CAMEROON – Atlantic Cocoa Corporation, an Ivorian cocoa processor with operations in Cameroon is set to commence operations at its newly built processing plant worth XAF40 billion (US$73.8m).
According to reports by Business Cameroon, the new factory has a production capacity of 48,000 tons expandable to 64,000 tons and is scheduled to load its first derived products for exports on December 12, 2020.
The plant was scheduled to be operational since 2018 but it encountered several challenges, namely insufficient energy and water supply, poor quality of communication and internet networks, insufficient storage and destocking capacity at the port, among many others.
It entered its implementation stage in 2015 with the financial support of BGFI Bank.
Commencement of operation of the processing factory comes at a time that the government of neighboring country Ivory Coast is seeking to increase the country’s cocoa processing capacity with the construction of two new cocoa processing units in Abidjan and San Pedro with CFA Francs 216 billion (US$389 million) investment.
The new units will have an annual processing capacity of 50,000 tons of beans each, adding to the current installed capacity of 710,000 tons per year.
Construction works which will take 2 years have been bestowed on China Light Industry Design Engineering Company, reports Ecofin Agency.
According to the country’s Coffee and Cocoa Council (CCC), 40% of output will be channelled to China.
The project will also boost storage space as two storage warehouses with a total capacity of 300,000 will be constructed.

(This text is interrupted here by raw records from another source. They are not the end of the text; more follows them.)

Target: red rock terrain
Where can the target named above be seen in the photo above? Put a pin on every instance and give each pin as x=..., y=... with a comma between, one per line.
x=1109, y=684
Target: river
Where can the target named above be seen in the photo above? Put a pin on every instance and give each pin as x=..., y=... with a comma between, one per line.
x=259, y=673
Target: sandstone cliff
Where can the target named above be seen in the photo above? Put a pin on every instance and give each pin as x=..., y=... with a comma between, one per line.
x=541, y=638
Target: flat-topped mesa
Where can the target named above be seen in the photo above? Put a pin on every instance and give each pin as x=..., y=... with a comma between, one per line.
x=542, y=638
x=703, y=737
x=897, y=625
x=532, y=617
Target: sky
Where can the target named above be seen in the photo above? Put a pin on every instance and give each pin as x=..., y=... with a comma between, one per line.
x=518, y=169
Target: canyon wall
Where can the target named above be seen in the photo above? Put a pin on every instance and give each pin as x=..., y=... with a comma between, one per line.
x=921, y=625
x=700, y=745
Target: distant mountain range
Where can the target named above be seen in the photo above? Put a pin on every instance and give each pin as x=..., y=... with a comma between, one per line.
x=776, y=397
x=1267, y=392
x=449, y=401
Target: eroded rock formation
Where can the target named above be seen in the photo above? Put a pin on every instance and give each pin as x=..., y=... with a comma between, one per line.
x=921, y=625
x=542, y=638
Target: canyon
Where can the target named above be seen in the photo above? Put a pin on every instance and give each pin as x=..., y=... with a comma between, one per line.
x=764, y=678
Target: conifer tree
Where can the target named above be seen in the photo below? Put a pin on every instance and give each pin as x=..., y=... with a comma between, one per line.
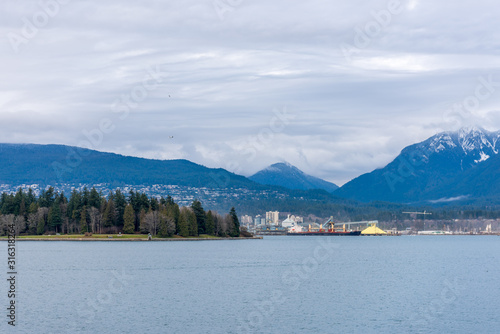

In addition to that a training center for cocoa trades will be established.
The extra storage space will allow suppliers to hold back beans from the market to buoy prices and help maintain farmers premium.
The West African country is targeting to locally process 100% of its cocoa by 2025 in a bid to fetch higher value from the crop further supporting the growth of the sector.

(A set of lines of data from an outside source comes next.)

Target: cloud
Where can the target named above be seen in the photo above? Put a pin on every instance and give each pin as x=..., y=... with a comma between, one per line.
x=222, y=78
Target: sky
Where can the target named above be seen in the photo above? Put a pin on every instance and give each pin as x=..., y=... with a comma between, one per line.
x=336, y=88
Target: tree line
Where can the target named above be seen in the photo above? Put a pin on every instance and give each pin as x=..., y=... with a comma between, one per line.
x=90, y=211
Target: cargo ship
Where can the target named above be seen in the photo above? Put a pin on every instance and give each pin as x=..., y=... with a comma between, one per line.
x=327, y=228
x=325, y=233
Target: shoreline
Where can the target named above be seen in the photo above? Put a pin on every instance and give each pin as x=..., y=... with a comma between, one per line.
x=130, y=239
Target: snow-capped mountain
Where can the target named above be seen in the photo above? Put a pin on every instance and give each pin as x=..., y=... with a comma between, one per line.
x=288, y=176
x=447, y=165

The efforts are also geared towards ensuring the operations along the cocoa value chain are undertaken in a sustainable way with focus on ending poverty, human rights abuses and deforestation in the sector.
Call for establishment of regulations to govern cocoa sector operations
Recently a global network of non-governmental organizations (NGOs) and trade unions published a biennial report titled, the Cocoa Barometer, calling for development of regulations aimed to tackle the issues facing the cocoa industry.
The report comes after top producers Ivory Coast and Ghana stated in a letter that they will be cancelling cocoa sustainability schemes which U.S.-based chocolate maker, Hershey runs in their countries.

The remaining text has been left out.